No Choice par Michael Lang, Saartchi Art

Comme à des milliers de personnes adoptées, une des nombreuses questions qui m'ont été posées fut « Tu viens d'où ? Ma réponse commençait invariablement de la même manière : « Je viens de loin. Et même de très loin. Car psychologiquement, géographiquement, et comme beaucoup de personnes, je (re)viens de loin.

Longtemps et plutôt inconsciemment, j'ai considéré que j'avais eu de la chance. La chance d'avoir été choisie, malgré tout, la chance d'avoir pu être sauvée. C'était une loyauté implicite. Mais tout aussi inconsciemment et en parallèle, une partie de moi ressentait fermement que c'était et que c'est en réalité un faux sujet que cette loyauté. Une approche et une lecture pernicieuses même.

Aujourd'hui, je le dis sans hésitation et sans trembler : en tant que personne adoptée, nous ne devons absolument rien. Je dis bien : absolument rien. Pourtant, mon propre parcours me devrait dire, et devrait dire volontairement, que je suis supposé devoir quelque chose, la survie.
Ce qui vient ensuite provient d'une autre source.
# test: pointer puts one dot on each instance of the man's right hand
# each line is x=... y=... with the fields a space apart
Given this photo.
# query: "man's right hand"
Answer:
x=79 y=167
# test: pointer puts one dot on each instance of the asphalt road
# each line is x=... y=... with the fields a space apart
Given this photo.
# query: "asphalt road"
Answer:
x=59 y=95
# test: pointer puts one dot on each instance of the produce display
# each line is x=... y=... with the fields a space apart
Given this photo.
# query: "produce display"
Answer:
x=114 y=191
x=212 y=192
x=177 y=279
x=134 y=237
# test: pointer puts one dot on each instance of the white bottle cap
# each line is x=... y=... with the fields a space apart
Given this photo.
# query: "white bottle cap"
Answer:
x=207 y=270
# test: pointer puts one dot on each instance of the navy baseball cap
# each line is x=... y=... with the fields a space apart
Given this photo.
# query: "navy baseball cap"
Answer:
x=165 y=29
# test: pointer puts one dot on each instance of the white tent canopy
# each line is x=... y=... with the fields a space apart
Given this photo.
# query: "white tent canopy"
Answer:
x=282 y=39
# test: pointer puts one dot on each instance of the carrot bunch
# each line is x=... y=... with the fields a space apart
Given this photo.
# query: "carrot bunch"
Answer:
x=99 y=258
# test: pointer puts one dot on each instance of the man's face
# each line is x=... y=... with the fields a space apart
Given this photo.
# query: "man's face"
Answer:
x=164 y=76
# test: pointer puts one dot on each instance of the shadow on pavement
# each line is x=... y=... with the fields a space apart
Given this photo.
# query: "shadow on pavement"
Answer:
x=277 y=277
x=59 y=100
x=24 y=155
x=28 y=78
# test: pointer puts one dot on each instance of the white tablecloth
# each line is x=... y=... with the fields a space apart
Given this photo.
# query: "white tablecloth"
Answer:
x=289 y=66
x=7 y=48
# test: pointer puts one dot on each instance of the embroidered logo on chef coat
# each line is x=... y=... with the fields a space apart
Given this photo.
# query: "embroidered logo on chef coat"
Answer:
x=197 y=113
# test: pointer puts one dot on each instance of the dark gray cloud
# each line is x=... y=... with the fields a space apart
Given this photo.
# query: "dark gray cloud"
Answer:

Sauf que je ne suis pas responsable de ce qui s'est produit. Avoir été adopté n'est pas, de mon point de vue, et ne peut pas être avoir été sauvé. Alors que c'est exactement ce que les autres entendaient lorsque je leur disais d'où je venais ; ils entendaient que j'avais été sauvé (grâce à l'adoption). Mais s'ils m'avaient bien entendu, ils auraient surtout entendu choisi, ce que j'avais clairement dit : j'ai entendu. La nuance est de taille.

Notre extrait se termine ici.